Anthony_Smith's blog

By Anthony_Smith, history, 21 month(s) ago, In English

Problem Summary: There are N houses, each of which contains some number of children, and in K of these N houses, there will be a school. The distance between house i and house j is abs(i — j). Then, each child will go to the nearest school to their house. Find the minimum total distance possible.

Naive DP: Let dp[i][j] = the min total distance for houses 0 to i, where there are exactly j schools in those houses, and the last house (house i) is guaranteed to be a school.
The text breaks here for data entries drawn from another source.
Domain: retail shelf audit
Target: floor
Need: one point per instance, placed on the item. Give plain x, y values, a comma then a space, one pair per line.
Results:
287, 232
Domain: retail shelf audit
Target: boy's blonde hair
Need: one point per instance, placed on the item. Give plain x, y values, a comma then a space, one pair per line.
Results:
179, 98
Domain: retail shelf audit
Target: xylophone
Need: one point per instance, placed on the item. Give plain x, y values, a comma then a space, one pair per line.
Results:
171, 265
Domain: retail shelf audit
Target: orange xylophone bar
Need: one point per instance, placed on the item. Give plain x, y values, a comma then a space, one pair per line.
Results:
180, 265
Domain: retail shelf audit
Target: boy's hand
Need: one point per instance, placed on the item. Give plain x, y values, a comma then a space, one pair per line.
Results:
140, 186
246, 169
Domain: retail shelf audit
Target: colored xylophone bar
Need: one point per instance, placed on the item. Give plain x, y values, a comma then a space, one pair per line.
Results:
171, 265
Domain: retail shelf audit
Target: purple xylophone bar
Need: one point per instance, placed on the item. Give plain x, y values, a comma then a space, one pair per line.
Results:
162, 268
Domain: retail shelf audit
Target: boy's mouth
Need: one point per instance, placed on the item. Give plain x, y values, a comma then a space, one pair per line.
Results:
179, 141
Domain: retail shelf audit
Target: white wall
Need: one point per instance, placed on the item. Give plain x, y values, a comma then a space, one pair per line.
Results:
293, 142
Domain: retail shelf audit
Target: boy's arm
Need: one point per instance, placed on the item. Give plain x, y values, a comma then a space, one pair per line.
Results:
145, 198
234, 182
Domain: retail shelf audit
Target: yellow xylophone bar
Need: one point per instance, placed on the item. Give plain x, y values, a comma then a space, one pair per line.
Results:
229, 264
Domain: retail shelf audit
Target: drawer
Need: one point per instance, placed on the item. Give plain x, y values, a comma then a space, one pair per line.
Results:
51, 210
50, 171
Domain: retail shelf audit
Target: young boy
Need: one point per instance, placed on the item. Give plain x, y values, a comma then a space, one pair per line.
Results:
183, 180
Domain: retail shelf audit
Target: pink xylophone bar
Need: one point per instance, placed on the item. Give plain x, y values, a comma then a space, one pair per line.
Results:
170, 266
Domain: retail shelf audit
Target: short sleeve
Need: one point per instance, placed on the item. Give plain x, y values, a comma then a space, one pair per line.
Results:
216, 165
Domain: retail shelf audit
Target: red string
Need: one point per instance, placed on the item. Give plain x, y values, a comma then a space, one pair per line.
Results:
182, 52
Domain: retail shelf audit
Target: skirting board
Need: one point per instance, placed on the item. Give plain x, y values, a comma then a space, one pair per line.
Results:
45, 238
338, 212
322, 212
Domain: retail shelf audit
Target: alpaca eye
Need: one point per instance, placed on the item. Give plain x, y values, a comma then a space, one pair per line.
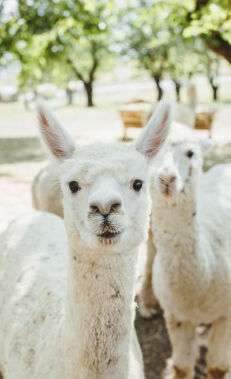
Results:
74, 186
190, 153
137, 185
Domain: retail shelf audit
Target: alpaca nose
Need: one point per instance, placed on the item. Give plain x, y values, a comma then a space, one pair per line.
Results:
105, 208
167, 179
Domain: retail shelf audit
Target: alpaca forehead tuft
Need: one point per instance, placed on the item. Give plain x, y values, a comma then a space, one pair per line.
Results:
120, 160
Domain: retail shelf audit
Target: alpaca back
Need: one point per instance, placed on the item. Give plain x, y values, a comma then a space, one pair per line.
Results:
214, 207
32, 288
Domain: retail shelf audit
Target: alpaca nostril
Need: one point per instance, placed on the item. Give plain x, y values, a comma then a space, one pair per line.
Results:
105, 209
172, 179
94, 209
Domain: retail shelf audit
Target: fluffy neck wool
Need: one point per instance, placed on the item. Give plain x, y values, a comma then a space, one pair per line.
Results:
99, 314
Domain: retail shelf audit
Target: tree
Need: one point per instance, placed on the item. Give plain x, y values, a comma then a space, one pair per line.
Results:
209, 20
148, 43
74, 34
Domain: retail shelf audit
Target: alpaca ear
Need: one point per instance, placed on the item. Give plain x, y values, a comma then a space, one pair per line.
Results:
58, 142
206, 144
155, 133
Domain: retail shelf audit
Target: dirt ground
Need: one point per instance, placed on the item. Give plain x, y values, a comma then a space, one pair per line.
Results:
20, 157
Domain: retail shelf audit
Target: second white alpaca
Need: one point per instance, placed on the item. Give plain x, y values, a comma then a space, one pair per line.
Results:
67, 297
191, 225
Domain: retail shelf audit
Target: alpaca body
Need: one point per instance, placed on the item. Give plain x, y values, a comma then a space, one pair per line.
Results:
36, 284
191, 226
193, 280
67, 293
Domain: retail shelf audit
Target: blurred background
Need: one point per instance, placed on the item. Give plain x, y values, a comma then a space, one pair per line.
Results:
102, 65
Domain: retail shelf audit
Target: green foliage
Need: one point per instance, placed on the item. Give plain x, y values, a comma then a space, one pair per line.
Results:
59, 39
Then, the transition is dp[i][j] = min(dp[k][j — 1] + cost of children in houses k + 1 to i), where k < i. And to find the "cost of children in houses k + 1 to i" is easy, since we know that there is a school in both house k and house i. So, if you let m = (k + i) / 2, then you know that houses k + 1 to m will go to house k, and houses m + 1 to i will go to house i. Below is code for finding the cost of children in houses a + 1 to b:

int m = (a + b) / 2; // houses a + 1..m will go to house a, houses m + 1..b will go to house b
long long total_dist = 0;
for(int i = a + 1; i <= m; ++i) {total_dist += (long long) (i - a) * childs_at[i];}
for(int i = m + 1; i <= b; ++i) {total_dist += (long long) (b - i) * childs_at[i];}

This loop is O(b — a), but we can make it O(1). Use prefix sums over the childs_at[] array, and also keep another array child_val[] that stores i * childs_at[i] for each index i (and prefix sums over that array). Then,

total_dist += child_val_sum(a + 1, m) - a * childs_at_sum(a + 1, m);
total_dist += b * childs_at_sum(m + 1, b) - child_val_sum(m + 1, b);

So this gives a $$$O(N^2K)$$$ solution.

However, I'm not sure of how we can use the Convex Hull trick to optimize this DP. The transition I have currently comes out to be dp[i][j] = min(dp[k][j — 1] + copy-paste the formulas for calculating cost(k + 1, i). The main problem is the variable m, which is (i + k) / 2, since I don't know how to represent this as a linear function to use CHT on (for all the sums of subarrays, I tried splitting them up into prefix sums so we could represent the transition as a bunch of prefix sums, and some of the prefix sums require m as a variable, and I don't think it's possible to really represent this as a function of a single variable (since m = (i + k) / 2)).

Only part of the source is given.